Keep working on deepening unconditional self-acceptance. It is an invaluable possession. Only you can give it to you. Make your mantra “I cannot be rated as a person, only what I do in the context of my goals. My efforts may fail but I am not a failure, inadequate person, or less worthwhile as a person in comparison to the person who succeeds at the very same goal.”

I think of discomfort tolerance and unconditional self-acceptance as the dynamic duo of success. If you are unable to sustain effort through uncomfortable times and if you are unable to accept yourself even though you could very well fail it is unlikely you will succeed at more challenging personal goals. Albert Ellis, the originator of Rational Emotive Behavior Therapy was the individual to have had the greatest impact on modern psychotherapy surpassing even the influence of Sigmund Freud. For those of us who know him well, it was very clear his secret to success included both enormously high discomfort tolerance and very deep unconditional self-acceptance. He persisted in developing a new and efficient form of therapy starting in the mid 1950’s despite enormous criticism from his professional peers.
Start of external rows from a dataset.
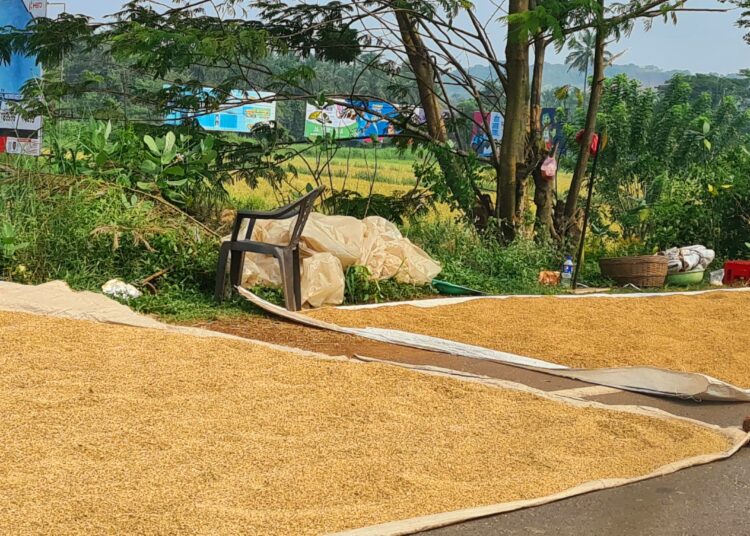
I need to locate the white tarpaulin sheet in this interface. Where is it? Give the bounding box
[240,289,750,402]
[225,213,441,307]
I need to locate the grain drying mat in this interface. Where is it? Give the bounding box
[240,289,750,402]
[0,284,748,534]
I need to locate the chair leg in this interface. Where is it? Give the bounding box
[229,251,245,291]
[279,250,297,311]
[292,248,302,311]
[214,244,229,303]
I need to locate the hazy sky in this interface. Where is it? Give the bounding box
[60,0,750,74]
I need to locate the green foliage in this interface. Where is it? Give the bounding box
[0,175,217,289]
[48,120,230,215]
[595,76,750,256]
[408,221,563,294]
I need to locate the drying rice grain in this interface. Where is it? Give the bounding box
[0,313,729,535]
[309,293,750,387]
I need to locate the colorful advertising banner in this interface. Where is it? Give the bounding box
[471,112,504,157]
[352,101,400,142]
[305,100,400,143]
[167,88,276,134]
[0,0,47,156]
[305,103,359,139]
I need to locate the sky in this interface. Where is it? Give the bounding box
[60,0,750,74]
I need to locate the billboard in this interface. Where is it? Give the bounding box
[471,112,505,157]
[305,102,359,139]
[305,100,400,142]
[167,88,276,134]
[351,101,401,141]
[0,0,47,156]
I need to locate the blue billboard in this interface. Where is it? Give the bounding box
[166,88,276,134]
[0,0,47,155]
[349,100,400,142]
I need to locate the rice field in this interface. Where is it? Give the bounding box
[229,147,572,215]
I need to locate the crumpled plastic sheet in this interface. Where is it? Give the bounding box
[225,213,442,307]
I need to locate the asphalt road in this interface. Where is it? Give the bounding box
[423,393,750,536]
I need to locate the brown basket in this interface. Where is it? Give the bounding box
[599,255,669,287]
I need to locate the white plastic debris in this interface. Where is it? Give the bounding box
[102,279,142,300]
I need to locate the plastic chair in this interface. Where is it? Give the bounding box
[215,187,325,311]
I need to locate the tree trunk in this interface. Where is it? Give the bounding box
[496,0,529,240]
[560,0,607,236]
[583,59,589,97]
[529,35,558,238]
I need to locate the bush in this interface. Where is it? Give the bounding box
[0,174,218,296]
[407,217,563,294]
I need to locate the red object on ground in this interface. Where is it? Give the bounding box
[724,261,750,285]
[576,130,599,156]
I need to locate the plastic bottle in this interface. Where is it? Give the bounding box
[560,255,575,288]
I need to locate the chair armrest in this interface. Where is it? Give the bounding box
[237,207,298,220]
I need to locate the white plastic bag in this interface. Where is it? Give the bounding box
[711,269,724,287]
[102,279,143,300]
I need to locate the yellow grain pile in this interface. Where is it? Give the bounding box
[0,313,728,535]
[310,292,750,387]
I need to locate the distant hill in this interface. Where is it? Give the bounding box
[449,63,691,98]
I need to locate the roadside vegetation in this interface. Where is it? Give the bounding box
[0,2,750,320]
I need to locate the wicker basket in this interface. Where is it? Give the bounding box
[599,255,669,288]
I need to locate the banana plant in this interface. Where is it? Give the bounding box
[137,132,217,204]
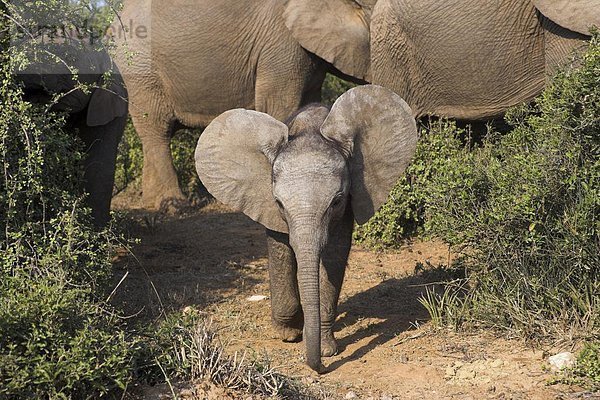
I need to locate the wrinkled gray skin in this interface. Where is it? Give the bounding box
[17,43,127,226]
[284,0,600,119]
[113,0,325,210]
[196,85,417,372]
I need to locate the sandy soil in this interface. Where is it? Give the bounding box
[114,194,600,400]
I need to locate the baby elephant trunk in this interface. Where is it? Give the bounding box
[290,225,324,373]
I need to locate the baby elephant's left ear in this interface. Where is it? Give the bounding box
[321,85,418,224]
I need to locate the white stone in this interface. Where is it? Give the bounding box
[548,351,577,371]
[246,294,269,302]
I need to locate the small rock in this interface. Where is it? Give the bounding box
[456,368,477,380]
[548,351,577,371]
[246,294,269,302]
[490,358,504,368]
[446,365,456,379]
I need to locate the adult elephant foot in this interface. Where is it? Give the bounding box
[273,316,303,343]
[321,332,338,357]
[157,197,194,215]
[142,180,192,215]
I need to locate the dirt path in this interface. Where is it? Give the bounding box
[111,193,590,400]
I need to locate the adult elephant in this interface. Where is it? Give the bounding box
[284,0,600,119]
[113,0,325,209]
[17,41,127,226]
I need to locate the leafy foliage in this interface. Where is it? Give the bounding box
[0,1,135,398]
[354,120,469,248]
[573,342,600,389]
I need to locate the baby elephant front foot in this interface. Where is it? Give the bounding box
[273,316,304,343]
[321,332,338,357]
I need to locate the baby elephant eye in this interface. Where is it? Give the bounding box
[331,193,344,207]
[275,199,283,211]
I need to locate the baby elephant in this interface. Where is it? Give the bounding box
[196,85,417,372]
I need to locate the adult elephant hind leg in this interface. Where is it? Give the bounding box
[319,204,354,357]
[255,48,325,121]
[267,230,304,342]
[78,117,127,227]
[132,109,188,212]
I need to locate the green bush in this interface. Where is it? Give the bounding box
[354,120,469,248]
[0,1,136,399]
[410,35,600,340]
[573,342,600,389]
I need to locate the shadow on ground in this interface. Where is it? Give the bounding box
[113,206,267,318]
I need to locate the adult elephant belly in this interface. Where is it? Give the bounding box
[152,10,257,127]
[371,0,545,119]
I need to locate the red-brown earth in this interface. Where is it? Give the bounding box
[115,193,593,400]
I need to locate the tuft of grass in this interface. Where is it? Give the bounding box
[140,310,324,399]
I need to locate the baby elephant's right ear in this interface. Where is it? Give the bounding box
[195,109,288,233]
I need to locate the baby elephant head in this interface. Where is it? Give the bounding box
[196,85,417,370]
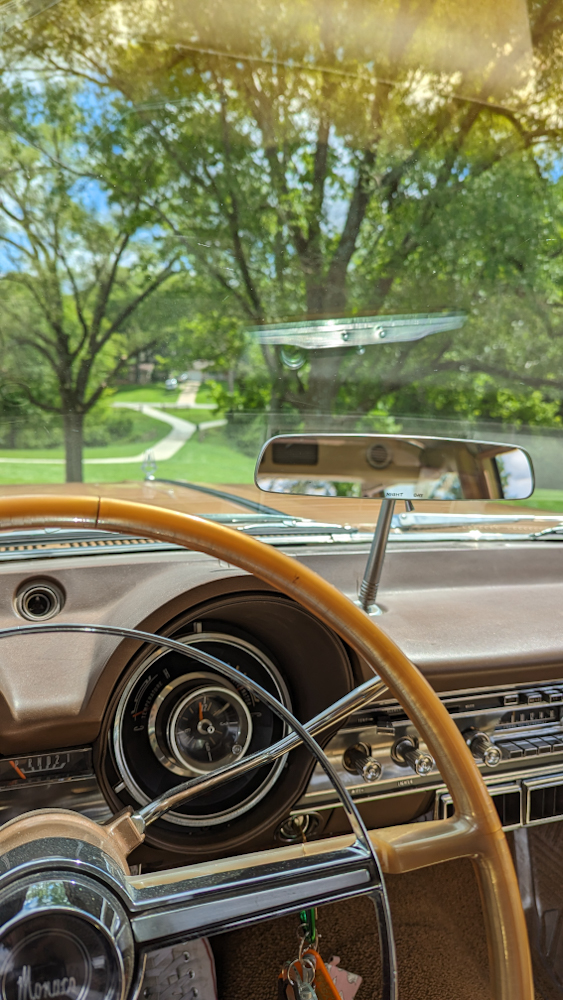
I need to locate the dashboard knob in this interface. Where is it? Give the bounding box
[393,736,435,775]
[342,746,381,781]
[466,732,502,767]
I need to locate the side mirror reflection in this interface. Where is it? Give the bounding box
[255,434,534,500]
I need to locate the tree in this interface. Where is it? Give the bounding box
[5,0,563,442]
[0,85,180,482]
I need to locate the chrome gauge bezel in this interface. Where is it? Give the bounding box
[168,682,252,774]
[111,630,291,828]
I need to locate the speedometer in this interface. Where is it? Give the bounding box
[168,686,252,773]
[108,623,291,827]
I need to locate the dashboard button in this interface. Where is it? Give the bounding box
[543,736,563,753]
[516,740,538,757]
[502,692,520,705]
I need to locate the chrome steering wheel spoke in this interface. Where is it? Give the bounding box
[0,623,397,1000]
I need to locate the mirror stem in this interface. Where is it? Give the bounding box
[358,497,414,615]
[359,497,395,615]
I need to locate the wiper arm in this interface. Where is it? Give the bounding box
[527,521,563,541]
[391,512,549,531]
[147,476,288,517]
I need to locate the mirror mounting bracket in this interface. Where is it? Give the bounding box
[357,497,414,615]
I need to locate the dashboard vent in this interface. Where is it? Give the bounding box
[16,580,65,622]
[524,776,563,823]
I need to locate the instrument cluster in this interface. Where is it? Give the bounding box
[106,622,291,829]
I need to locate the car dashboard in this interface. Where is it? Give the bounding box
[0,531,563,873]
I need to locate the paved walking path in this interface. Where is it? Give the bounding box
[0,403,227,465]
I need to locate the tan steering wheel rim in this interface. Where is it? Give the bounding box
[0,496,534,1000]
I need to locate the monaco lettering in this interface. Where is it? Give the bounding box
[18,965,76,1000]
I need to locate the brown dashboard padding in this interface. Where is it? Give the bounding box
[0,495,534,1000]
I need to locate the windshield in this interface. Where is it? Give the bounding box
[0,0,563,531]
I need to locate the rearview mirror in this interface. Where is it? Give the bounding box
[255,434,534,500]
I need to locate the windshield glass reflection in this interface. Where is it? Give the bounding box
[0,0,563,523]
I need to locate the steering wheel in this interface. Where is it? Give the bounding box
[0,496,534,1000]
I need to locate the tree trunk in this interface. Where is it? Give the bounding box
[63,411,84,483]
[303,348,342,430]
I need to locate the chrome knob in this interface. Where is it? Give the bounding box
[466,732,502,767]
[393,736,435,774]
[342,746,381,781]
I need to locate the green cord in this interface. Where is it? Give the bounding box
[299,909,317,947]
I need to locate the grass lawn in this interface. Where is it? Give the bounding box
[173,406,219,424]
[511,490,563,514]
[196,382,215,403]
[0,426,255,485]
[111,385,180,403]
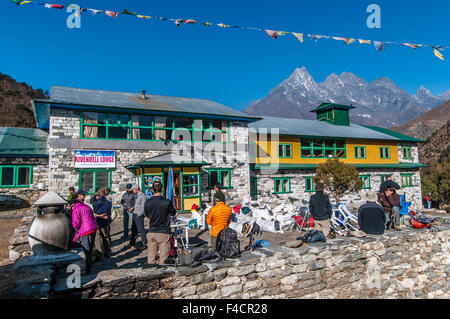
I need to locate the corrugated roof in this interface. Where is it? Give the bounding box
[37,86,260,119]
[249,117,399,141]
[0,127,48,156]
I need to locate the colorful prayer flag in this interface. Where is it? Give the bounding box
[292,32,303,43]
[264,30,278,39]
[358,39,372,45]
[373,41,385,52]
[105,10,119,18]
[433,47,445,61]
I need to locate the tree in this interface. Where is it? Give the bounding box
[314,158,363,205]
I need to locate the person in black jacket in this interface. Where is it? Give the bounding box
[144,182,177,265]
[358,191,386,235]
[309,183,332,237]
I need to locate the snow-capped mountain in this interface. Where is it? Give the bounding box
[244,67,450,127]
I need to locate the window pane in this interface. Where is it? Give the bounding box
[1,167,14,186]
[221,171,230,187]
[183,175,198,185]
[209,171,219,187]
[301,149,312,157]
[133,128,152,140]
[301,139,312,147]
[97,171,109,188]
[108,126,130,139]
[80,172,95,193]
[17,167,30,185]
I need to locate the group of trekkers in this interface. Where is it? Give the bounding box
[309,175,400,238]
[67,176,400,271]
[66,182,232,272]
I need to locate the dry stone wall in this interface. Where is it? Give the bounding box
[26,228,450,299]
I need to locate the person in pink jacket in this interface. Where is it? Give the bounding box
[71,190,97,273]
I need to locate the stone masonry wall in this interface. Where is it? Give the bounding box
[46,225,450,299]
[254,170,423,209]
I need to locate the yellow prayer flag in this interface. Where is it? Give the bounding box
[433,48,445,61]
[292,32,303,43]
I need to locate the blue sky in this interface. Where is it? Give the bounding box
[0,0,450,109]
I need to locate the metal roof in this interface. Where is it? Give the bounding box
[0,127,48,157]
[35,86,260,120]
[249,117,401,141]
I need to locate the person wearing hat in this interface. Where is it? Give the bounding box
[71,190,97,273]
[358,191,386,235]
[120,184,136,239]
[206,192,232,250]
[309,183,332,238]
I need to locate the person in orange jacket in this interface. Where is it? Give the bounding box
[206,192,232,250]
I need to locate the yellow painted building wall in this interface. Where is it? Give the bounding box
[251,136,399,164]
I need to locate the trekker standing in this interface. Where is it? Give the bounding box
[378,187,400,229]
[128,185,147,250]
[206,190,232,250]
[144,182,177,265]
[309,183,332,238]
[72,190,97,274]
[93,188,112,260]
[425,193,431,209]
[358,191,386,235]
[120,184,136,239]
[67,187,77,205]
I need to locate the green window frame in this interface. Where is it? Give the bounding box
[300,137,347,159]
[380,146,391,159]
[182,173,200,198]
[359,175,372,189]
[305,176,315,193]
[80,112,231,143]
[278,143,293,158]
[355,146,367,159]
[206,168,233,189]
[402,146,413,159]
[380,174,387,183]
[77,169,114,195]
[274,177,292,194]
[0,165,33,188]
[400,174,414,187]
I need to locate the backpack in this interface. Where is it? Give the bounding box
[297,229,327,243]
[217,228,241,258]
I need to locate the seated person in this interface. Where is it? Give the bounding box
[378,187,400,229]
[358,191,386,235]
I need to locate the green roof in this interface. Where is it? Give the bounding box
[363,125,425,142]
[0,127,48,157]
[253,163,427,170]
[311,103,355,112]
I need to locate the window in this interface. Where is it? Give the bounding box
[278,144,292,158]
[300,138,347,158]
[274,177,291,194]
[305,176,315,193]
[380,147,391,159]
[0,165,33,188]
[208,168,231,188]
[78,170,112,194]
[402,146,413,159]
[400,174,414,187]
[355,146,366,159]
[81,112,229,143]
[183,174,200,197]
[360,175,371,189]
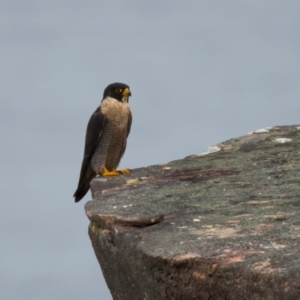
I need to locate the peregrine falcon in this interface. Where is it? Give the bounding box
[73,82,132,202]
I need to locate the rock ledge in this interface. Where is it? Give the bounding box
[85,125,300,300]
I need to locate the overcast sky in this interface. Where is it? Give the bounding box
[0,0,300,300]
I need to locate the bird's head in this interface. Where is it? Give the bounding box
[103,82,131,102]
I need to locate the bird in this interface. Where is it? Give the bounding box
[73,82,132,202]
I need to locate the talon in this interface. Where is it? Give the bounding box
[101,167,120,177]
[117,169,130,174]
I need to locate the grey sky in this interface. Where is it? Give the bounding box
[0,0,300,300]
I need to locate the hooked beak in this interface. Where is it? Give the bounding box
[122,88,131,97]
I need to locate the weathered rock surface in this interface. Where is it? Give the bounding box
[85,126,300,300]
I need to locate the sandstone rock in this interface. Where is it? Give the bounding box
[85,126,300,300]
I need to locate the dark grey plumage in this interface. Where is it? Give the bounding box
[74,83,132,202]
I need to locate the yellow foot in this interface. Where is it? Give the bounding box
[100,168,130,176]
[117,169,130,174]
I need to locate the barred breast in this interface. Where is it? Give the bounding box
[91,97,130,174]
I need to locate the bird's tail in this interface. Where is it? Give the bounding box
[73,169,96,202]
[73,182,90,202]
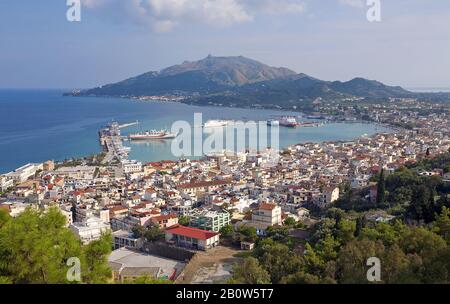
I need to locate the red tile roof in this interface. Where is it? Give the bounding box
[166,225,219,240]
[259,204,277,210]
He toiled from dawn to dusk six days a week refining the theory and practice of Rational Emotive Behavior Therapy, the pioneering form of Cognitive Behavior Therapy. It is estimated that by the end of his career, which spanned the period from 1950-2010, a conservative estimate of the number of face to face hours of therapy he had conducted was more than 180,000 hours. It is hard to imagine any psychotherapist who conducted a greater number of psychotherapy sessions. Albert had passion for his work, the art and science of helping people stubbornly refuse to be miserable about anything, and possessed enormous ability to tolerate discomfort until he prevailed. Perhaps you too would profit from modeling Ellis as you pursue your personal goals. To do this, use the philosophy and therapeutic strategies of REBT to cultivate both enormously high discomfort tolerance and self-acceptance that is unconditional, yes unconditional!